The city must first create a civics class that covers all necessary subjects, including but not limited to; rules of the road, pedestrian safety, bicycle safety and driver’s ed.
We are a transplant community, where more than 70% of the population moved here from someplace else. Insisting that all new residents, licensing themselves or registering their vehicles at the DMV, be required to take such a course in civics and local laws would be an incredibly wise decision.
Unlike the current traffic school which serves as a kind of punishment in which an offending motorist attends a class to avoid demerits on their record, this school should be a welcome learning environment that everyone will truly benefit from. Also unlike the existing traffic school (and health card class for this matter), one must actually pass the course through examinations to prove they have retained the knowledge put forth.
Certainly, these classes and teachers already exist, they are just not being properly utilized. We don’t need to reinvent the wheel here, we just need to gather our (human) resources and put them to a more proper use.
Next, Metro takes progressive action citing every jaywalker they see, every bicycle driving on the sidewalk, every motorist who fails to yield the right-of-way to pedestrians and bicycles- essentially any person who is being reckless and/or endangering the public.
Obviously, our society has back doors for the wealthy, so you won’t be able to insure that every single dangerous person on the road will take the civics class over a hefty fine, but it is a very good step in the right direction.

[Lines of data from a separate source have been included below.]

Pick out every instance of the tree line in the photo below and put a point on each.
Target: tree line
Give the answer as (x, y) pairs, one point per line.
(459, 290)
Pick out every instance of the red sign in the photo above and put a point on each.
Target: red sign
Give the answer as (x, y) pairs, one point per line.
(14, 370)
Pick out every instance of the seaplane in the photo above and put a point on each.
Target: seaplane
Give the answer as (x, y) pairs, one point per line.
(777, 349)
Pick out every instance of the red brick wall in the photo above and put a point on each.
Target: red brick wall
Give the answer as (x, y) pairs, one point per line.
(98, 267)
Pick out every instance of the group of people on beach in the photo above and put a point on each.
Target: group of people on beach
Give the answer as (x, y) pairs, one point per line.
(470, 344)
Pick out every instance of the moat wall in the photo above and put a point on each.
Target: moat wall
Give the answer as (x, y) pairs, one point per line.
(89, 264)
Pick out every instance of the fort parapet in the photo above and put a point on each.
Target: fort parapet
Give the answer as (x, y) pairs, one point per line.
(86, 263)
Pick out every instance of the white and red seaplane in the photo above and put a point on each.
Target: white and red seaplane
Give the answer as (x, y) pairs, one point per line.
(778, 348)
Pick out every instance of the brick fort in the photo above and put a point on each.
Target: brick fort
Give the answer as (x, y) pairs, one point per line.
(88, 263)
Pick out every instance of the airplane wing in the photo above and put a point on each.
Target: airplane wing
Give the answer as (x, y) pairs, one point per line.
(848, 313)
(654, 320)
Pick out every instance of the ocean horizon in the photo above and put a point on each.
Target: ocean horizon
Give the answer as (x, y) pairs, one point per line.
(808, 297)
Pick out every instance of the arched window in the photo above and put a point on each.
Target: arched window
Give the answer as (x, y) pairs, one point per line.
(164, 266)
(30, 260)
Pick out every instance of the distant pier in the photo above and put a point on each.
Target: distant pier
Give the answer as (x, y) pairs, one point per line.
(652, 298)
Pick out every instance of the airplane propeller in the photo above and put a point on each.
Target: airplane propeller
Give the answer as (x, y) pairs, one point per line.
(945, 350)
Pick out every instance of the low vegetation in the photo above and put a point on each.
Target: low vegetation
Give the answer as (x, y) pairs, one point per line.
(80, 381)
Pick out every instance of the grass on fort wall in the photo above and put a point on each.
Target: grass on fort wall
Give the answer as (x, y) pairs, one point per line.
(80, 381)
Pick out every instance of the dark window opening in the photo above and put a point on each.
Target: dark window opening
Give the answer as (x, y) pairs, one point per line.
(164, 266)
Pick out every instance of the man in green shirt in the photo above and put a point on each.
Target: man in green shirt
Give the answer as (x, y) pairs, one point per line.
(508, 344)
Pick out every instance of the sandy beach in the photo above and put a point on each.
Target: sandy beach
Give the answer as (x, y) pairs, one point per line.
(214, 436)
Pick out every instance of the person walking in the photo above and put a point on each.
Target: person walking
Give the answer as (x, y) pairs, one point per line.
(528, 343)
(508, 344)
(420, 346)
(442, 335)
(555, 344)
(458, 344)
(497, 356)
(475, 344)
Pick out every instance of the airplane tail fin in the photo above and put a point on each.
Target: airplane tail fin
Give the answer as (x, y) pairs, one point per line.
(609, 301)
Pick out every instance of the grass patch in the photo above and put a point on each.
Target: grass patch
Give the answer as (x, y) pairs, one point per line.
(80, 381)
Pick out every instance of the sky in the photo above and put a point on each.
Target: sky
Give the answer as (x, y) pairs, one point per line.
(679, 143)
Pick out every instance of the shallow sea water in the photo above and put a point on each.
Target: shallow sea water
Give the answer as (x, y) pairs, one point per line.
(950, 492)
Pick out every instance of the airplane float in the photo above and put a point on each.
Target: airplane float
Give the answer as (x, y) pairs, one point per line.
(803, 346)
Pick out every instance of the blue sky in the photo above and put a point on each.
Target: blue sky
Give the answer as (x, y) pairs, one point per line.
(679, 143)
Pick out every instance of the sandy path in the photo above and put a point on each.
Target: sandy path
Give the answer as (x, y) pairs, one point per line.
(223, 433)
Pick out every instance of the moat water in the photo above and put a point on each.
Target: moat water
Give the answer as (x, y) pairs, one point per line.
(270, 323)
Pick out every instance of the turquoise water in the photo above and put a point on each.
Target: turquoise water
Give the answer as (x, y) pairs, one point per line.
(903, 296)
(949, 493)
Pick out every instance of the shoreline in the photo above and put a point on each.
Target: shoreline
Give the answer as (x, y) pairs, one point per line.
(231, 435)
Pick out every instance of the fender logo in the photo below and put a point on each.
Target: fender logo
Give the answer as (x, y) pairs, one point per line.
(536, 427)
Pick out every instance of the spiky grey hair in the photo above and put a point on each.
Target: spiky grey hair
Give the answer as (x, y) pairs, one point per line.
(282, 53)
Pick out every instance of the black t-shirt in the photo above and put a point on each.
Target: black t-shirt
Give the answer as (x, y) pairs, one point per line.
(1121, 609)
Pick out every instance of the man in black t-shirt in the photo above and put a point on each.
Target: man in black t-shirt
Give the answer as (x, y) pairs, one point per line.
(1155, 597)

Today, we have television commercials featuring some lawyer and some law enforcement officer telling us that we need to “look out” and “be careful”. Not very effective. I would much rather see ads demonstrating the difference between safe and unsafe behavior, including the “3 foot rule”.
I would bet that the majority of drivers in this town are completely unaware that they are required by law to leave 3 feet between their vehicle and a person who is riding a bicycle (when passing). Although, I suppose they’re not really “required by law” if law enforcement does nothing to enforce said law. Maybe it’s time to start enforcing this law and maybe bicyclists can get off of the sidewalk.
Bicyclists on the sidewalk.
I am afraid that I might murder someone one of these days and I really do not want to. It’s just that every time a bicycle nearly takes me (and my partner) out while I am walking on the sidewalk, I am incredibly tempted to bump them just so, sending them flying into the mass of vehicles hurling past. It would be so easy and over so fast and then I would likely live the rest of my life in regretful, utter misery inside of a Nevada penitentiary- which is why I don’t do it. That and I am a truly gentle soul.
But it is so very tempting.
I can empathize however. Though local customs define a bicycle as a moving vehicle that belongs in the roadway, I completely understand wanting to drive your bicycle on the sidewalk.
I did the very same thing when I was growing up in this town until about the age of 12 or 13 when I began to comprehend that the sidewalk is reserved solely for pedestrians aka walking.
It is such an easy mistake to make, largely because the idea of bicycles sharing the road with automobiles is suicidal at best. Who in their right mind ever truly believed that a person driving a bicycle (even with a helmet) should be using the exact same paths as 2 ton hunks of steel traveling at increasing excessive speeds? Who, I ask!
This brings us back to the civics class. Many, I mean to say, an enormous chunk of our population, have moved here from countries south of the United States.
As it has been explained to me, in these central American countries, you are required to ride bicycles on the sidewalk and it is illegal (and even more insane) to drive them in the street.
Could it be that someone needs to sit them down and explain how things work here?
If the local governments and law enforcement don’t act then who will?
The police will simply continue to REACT to offenders and issue fines as if this is a way to prevent crime. It’s not.
This may sound overly simplified but that is just because the answers appear to be just that simple.
Educate the public.
Educate them and keep doing so until the magic number of ZERO FATALITIES is a reality.